Release of IMAS infrastructure and physics models as open source
In another step to support global efforts to develop fusion energy, the ITER Organization is releasing the tools it uses for physics modelling and analysis—the ITER Integrated Modelling & Analysis Suite, IMAS—under open-source licenses.
--Visualization with IMAS-ParaView (https://github.com/iterorganization/IMAS-ParaView) of induced currents in vacuum vessel and plasma electron temperature during disruption in ITER simulated with JOREK code (https://jorek.eu/).
In line with the ongoing efforts* to facilitate the development of fusion energy in the Members, the ITER Organization is pleased to announce that the Integrated Modeling and Analysis Suite (IMAS), including a wide range of physics modelling codes for tokamak plasma scenarios, is now available for access and use under open-source licenses on the GitHub platform. This culminates the effort initiated earlier this year after the decision by the ITER Director-General to release the IMAS Intellectual Property owned by the ITER Organization as open source, and has only been possible thanks to the support from a wide range of institutions across the ITER Members.
The Integrated Modelling and Analysis Suite (IMAS) provides standard tools and applications to support the integrated modelling and data analysis of fusion plasmas and has been developed in close collaboration with the Members’ fusion communities. This development has been guided by the need to address plasma scenario and plasma diagnostic design/performance issues and to optimize the ITER Research Plan towards the achievement of ITER’s goals. The IMAS infrastructure software now released as open source allows users to manipulate and perform a wide range of operations on data that follows the IMAS Data Dictionary. This is a device-agnostic standard for fusion data capable of describing experiments and simulations that has resulted from a decades-long effort by the ITER Organization and the ITER Members. The support of EUROfusion and EURATOM to enable this open-source release is gratefully acknowledged.
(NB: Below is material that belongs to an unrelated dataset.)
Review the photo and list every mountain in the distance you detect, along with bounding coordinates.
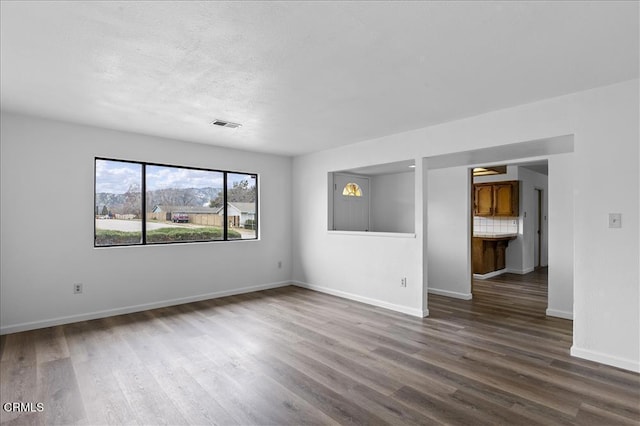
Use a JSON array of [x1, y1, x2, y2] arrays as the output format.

In addition to the infrastructure software, a wide range of physics models used extensively in the fusion modelling community have also been made openly available. This includes SOLPS-ITER (for the modelling of edge plasmas, principally composed of B2.5 and EIRENE), SOLPS-GUI (a graphical interface for SOLPS-ITER), DINA Plasma Simulator (for modelling tokamak scenarios) and a Heating & Current Drive Workflow (HCD-WF). The institutions that own the intellectual property for these codes (Max-Planck-Institut für Plasmaphysik, Forschungszentrum Jülich, Fusion for Energy, and the Plasma Simulation Center) are gratefully acknowledged for their support. Fully aligned with this ITER-led effort, many research institutes from the ITER Members and non-Members have also made their plasma simulation codes openly available under open-source licenses (such as METIS, CHEASE, GACODE, NICE etc.), greatly enhancing the open access of plasma simulation codes to the wider fusion community, including privately funded initiatives.
The IMAS software set available as open source will gradually be expanded moving forward and enriched with additional documentation to help users find the appropriate IMAS software for a given use-case. Near-term steps include the release of synthetic diagnostic models to simulate the expected measurements in tokamak plasma scenarios and support the inference of plasma properties.
And of course, contributions in all forms (source code improvements, bug reports, documentation, installation recipes on different platforms, etc.) by the worldwide fusion research community are very much welcome for all these different software packages.
See https://github.com/iterorganization.
* The ITER Council, in its 33rd (November 2023) and 34th (June 2024) meetings, requested Members to encourage their national entities (government agencies, research institutes, private sector fusion companies) to support global fusion efforts.